Saving Leon's Thriftway and Seven Oaks Shopping Center
Press Coverage: Kansas City Star; Ordinance Introduced to Save Seven Oaks Shopping Center and Leon's Thriftway; Ordinance Introduced to Save Local Grocery Store; Supporters Work to Bag ALDI Grocery for East Side
When a grocery store closes in a suburban neighborhood, it is an inconvenience. Residents drive to the next one. When a grocery store closes in an inner city neighborhood where it is the only source of fresh food for miles, it is a crisis.
Leon's Thriftway at Seven Oaks Shopping Center was that kind of grocery store. It served a community on Kansas City's East Side that had no alternative. When the store faced closure, I introduced an ordinance to save it.
The Stakes
Seven Oaks Shopping Center was more than a strip mall. It was the commercial anchor of its neighborhood. Leon's Thriftway was the grocery store that residents depended on for fresh food. Without it, the nearest grocery was miles away, accessible only by car in a neighborhood where many residents relied on public transit.
The closure was not a market correction. It was the latest chapter in a pattern of commercial retreat from Black neighborhoods that had been playing out for decades across Kansas City. Retailers left. Services left. Investment left. And residents were expected to accept it because the market had decided their neighborhood was not worth serving.
I did not accept it. I introduced an ordinance to protect the shopping center and the grocery store because losing them would have been devastating for the community. The ordinance was a legislative tool to create the conditions for the grocery store to remain viable. It involved public incentives, zoning protections, and coordination between the city, the property owner, and the grocery operator to find a path forward.
The Fight
The Kansas City Star covered the effort from multiple angles. "Ordinance Introduced to Save Seven Oaks Shopping Center and Leon's Thriftway." "Ordinance Introduced to Save Local Grocery Store." "Supporters Work to Bag ALDI Grocery for East Side." These stories captured a community fighting for its most basic commercial infrastructure. Not a luxury retailer. Not an entertainment venue. A grocery store.
The fact that a city council member had to introduce legislation to preserve a grocery store tells you everything about the priorities of the market and the government that was supposed to regulate it. In a just city, no neighborhood would lose its only grocery store because the economics did not work for the corporate chain. In the real Kansas City, this was happening regularly, and the only defense was political action.
The ALDI campaign was a parallel effort that complemented the Leon's Thriftway fight. ALDI's business model, with its lower operating costs and discount pricing, was better suited to serve low income markets. But even ALDI required persuasion. We had to demonstrate market demand, secure public incentives, and overcome the same site selection biases that had kept other grocers out.

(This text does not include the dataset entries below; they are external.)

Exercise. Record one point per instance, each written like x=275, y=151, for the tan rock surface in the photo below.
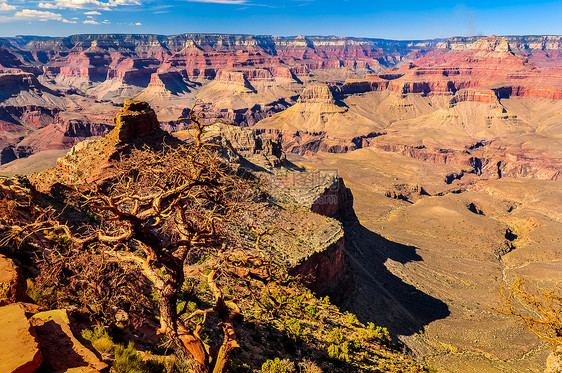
x=19, y=352
x=12, y=283
x=61, y=350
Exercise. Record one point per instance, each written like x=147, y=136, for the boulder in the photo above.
x=19, y=352
x=136, y=119
x=61, y=350
x=12, y=283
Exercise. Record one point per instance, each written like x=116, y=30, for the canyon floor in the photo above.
x=452, y=150
x=430, y=269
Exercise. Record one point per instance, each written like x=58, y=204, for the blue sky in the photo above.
x=378, y=19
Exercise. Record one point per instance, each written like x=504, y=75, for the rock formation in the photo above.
x=20, y=351
x=60, y=349
x=12, y=283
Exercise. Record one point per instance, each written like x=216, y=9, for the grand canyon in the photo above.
x=417, y=178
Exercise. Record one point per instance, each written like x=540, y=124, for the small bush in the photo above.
x=351, y=319
x=97, y=332
x=278, y=366
x=311, y=311
x=128, y=360
x=378, y=333
x=307, y=366
x=103, y=345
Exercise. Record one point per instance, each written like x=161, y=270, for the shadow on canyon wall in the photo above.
x=380, y=296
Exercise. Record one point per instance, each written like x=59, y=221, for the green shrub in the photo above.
x=340, y=352
x=278, y=366
x=311, y=311
x=128, y=360
x=378, y=333
x=351, y=319
x=97, y=332
x=294, y=328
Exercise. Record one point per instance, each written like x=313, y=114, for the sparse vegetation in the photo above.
x=538, y=308
x=170, y=241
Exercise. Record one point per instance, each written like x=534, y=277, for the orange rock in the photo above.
x=61, y=350
x=12, y=283
x=20, y=351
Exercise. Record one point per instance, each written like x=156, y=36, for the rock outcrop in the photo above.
x=61, y=350
x=135, y=119
x=12, y=283
x=20, y=352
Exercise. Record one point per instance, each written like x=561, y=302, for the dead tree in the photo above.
x=165, y=212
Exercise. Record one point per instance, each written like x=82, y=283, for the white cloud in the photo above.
x=86, y=4
x=4, y=7
x=220, y=1
x=39, y=15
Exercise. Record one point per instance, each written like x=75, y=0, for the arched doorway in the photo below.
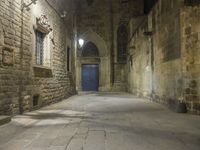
x=90, y=67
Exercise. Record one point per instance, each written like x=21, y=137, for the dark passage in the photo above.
x=90, y=77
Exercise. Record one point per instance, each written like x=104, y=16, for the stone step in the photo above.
x=4, y=120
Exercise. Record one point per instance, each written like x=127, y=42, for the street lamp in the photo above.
x=81, y=42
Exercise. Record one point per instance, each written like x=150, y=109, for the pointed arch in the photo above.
x=90, y=50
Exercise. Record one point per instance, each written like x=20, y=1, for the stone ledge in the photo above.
x=41, y=71
x=4, y=120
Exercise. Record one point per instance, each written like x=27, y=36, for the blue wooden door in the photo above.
x=90, y=77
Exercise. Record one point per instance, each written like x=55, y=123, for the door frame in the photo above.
x=98, y=64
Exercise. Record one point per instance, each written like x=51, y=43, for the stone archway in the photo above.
x=100, y=58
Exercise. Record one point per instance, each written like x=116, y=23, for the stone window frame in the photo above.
x=122, y=43
x=43, y=26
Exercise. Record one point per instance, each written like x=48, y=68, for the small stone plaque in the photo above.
x=7, y=56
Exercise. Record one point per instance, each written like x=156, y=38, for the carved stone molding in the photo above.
x=42, y=24
x=7, y=56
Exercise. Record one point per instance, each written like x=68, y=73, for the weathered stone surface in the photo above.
x=102, y=121
x=18, y=82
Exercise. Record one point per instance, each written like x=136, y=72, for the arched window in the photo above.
x=122, y=42
x=90, y=50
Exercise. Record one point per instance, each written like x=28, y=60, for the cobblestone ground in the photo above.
x=102, y=121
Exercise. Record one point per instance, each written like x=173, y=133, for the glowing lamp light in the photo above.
x=81, y=42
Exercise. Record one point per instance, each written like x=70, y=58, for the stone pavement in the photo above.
x=102, y=121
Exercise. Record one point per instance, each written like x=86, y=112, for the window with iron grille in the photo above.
x=39, y=50
x=122, y=43
x=192, y=2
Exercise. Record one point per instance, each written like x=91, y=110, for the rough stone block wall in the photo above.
x=18, y=83
x=190, y=34
x=175, y=68
x=163, y=24
x=139, y=76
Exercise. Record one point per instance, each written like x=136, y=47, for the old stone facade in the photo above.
x=164, y=54
x=98, y=22
x=23, y=84
x=153, y=53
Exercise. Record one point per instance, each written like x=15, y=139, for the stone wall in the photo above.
x=156, y=56
x=20, y=80
x=190, y=34
x=164, y=54
x=100, y=20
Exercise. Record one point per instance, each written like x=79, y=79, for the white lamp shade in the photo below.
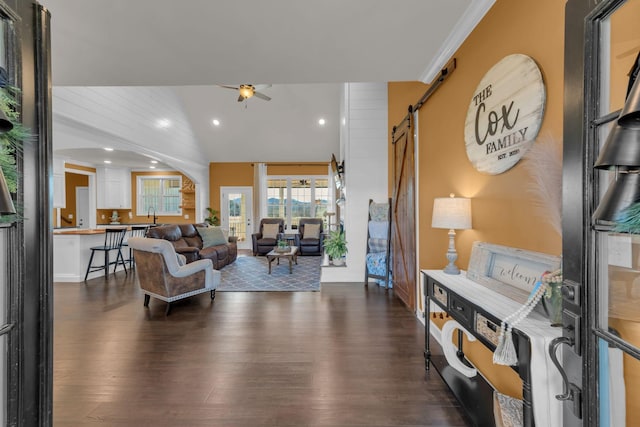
x=453, y=213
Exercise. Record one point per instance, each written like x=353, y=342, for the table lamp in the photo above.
x=453, y=213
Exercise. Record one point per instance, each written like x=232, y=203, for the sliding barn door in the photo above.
x=404, y=223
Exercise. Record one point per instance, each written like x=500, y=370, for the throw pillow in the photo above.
x=212, y=236
x=270, y=231
x=182, y=260
x=311, y=231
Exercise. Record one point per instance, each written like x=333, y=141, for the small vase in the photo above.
x=553, y=303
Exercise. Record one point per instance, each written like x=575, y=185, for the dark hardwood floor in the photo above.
x=345, y=356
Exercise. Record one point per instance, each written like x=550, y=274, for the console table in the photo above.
x=479, y=311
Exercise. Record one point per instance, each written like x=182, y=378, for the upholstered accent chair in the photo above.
x=267, y=236
x=310, y=237
x=165, y=275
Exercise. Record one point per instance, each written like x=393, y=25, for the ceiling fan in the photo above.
x=246, y=91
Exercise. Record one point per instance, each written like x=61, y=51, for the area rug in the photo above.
x=249, y=273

The community's response to these efforts was overwhelming. Residents turned out at meetings. They wrote letters. They signed petitions. They made it clear that grocery access was not a nice-to-have amenity. It was a necessity that they were willing to fight for. And their elected representative was willing to fight alongside them.
The Lesson For Development
Grocery anchored development is one of the most impactful investments you can make in an underserved neighborhood. A grocery store provides fresh food, creates jobs, generates foot traffic for adjacent businesses, and signals to the market that a neighborhood is viable.

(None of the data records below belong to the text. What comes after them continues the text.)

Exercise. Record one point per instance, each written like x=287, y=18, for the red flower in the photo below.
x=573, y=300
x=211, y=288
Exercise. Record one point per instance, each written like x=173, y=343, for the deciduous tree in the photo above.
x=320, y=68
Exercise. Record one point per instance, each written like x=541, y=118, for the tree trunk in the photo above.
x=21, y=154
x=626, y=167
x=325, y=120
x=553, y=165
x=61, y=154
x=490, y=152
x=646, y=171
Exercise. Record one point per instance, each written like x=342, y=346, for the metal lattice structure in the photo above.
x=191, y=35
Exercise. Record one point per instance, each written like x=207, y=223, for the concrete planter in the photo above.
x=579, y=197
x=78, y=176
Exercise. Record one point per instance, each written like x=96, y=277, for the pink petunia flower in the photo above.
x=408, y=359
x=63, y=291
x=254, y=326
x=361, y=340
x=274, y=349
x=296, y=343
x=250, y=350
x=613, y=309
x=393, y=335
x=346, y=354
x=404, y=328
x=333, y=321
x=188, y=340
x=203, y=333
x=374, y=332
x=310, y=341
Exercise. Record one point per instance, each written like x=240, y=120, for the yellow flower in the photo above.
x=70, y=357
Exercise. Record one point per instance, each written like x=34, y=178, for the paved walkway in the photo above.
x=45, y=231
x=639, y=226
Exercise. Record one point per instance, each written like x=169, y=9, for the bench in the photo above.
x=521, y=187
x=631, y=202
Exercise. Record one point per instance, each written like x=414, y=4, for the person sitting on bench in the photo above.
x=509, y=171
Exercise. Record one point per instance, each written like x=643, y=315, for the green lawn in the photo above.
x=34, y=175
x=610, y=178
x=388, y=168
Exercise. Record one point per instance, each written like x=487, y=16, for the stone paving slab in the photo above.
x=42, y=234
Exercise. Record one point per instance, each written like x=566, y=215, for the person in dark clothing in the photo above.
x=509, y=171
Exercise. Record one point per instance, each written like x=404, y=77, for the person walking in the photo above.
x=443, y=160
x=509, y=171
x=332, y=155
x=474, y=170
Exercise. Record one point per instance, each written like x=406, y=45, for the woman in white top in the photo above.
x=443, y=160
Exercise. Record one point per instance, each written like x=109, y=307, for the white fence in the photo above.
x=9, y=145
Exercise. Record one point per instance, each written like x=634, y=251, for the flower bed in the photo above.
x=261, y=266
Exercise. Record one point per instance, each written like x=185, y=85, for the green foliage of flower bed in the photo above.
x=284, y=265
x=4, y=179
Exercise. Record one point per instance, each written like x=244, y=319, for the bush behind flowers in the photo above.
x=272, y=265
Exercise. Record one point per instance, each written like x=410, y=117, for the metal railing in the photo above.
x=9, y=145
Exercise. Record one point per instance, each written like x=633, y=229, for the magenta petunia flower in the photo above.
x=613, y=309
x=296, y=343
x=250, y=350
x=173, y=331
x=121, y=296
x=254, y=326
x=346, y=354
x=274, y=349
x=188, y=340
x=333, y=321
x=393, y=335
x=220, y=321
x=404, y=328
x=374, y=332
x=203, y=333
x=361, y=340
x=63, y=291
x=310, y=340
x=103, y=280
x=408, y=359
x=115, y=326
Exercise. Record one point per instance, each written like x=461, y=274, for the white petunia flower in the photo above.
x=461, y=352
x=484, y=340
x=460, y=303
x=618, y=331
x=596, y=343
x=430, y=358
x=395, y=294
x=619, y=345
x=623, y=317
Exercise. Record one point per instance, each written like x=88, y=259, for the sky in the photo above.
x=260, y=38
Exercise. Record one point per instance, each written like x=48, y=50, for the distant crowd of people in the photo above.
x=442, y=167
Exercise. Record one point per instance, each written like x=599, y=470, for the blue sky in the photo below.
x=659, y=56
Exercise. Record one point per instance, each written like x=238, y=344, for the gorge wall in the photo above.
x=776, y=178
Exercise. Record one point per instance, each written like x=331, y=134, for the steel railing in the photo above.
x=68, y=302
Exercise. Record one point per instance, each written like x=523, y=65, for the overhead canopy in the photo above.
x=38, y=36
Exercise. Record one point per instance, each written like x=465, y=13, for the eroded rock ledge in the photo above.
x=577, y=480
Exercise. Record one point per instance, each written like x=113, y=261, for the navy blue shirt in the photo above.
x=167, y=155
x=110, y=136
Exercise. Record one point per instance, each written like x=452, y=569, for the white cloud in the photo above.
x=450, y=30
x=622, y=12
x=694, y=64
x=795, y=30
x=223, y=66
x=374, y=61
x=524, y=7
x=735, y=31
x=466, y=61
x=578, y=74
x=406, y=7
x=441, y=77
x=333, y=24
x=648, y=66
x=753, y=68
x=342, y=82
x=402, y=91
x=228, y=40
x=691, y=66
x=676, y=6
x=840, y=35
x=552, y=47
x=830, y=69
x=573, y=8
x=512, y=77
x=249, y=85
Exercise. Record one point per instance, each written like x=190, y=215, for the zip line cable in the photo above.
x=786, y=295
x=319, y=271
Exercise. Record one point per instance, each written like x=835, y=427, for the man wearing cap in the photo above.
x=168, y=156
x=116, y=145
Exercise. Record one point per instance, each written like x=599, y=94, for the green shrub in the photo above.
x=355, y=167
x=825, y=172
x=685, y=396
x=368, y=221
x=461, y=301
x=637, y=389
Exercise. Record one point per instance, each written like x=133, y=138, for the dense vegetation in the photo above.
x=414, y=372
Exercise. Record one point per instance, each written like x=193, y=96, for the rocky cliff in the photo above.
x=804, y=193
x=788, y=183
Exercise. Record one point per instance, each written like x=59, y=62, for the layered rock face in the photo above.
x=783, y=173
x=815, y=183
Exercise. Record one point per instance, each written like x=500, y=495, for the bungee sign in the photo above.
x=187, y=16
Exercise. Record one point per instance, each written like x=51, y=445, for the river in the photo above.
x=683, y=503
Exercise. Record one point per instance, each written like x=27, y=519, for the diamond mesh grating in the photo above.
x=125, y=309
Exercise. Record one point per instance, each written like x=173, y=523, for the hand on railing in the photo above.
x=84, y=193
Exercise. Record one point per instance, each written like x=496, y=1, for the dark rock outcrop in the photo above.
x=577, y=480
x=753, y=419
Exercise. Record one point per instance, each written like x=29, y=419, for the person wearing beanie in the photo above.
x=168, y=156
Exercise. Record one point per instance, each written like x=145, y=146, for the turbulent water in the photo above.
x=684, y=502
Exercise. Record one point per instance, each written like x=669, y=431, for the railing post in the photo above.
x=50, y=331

The fight to save Leon's Thriftway taught me that grocery access should not depend on market conditions alone. When the market fails a community, government must intervene. And when government intervenes effectively, it can create the conditions for the market to return.
That lesson informs every mixed use development plan The Nash Group creates. We evaluate the retail environment as part of our site analysis. We advocate for grocery inclusion in neighborhood development plans. And we understand, from direct experience, what happens to a community when its last grocery store disappears.
The broader pattern of commercial advocacy that included the Leon's Thriftway fight, the ALDI campaign, and the eventual grocery-anchored groundbreaking at 39th and Prospect represents one of the most sustained economic development efforts in the Third District's history. Each battle was part of a longer war to ensure that East Side residents had the same access to fresh food that every other part of the city took for granted.
We were willing to fight that war. The record shows it.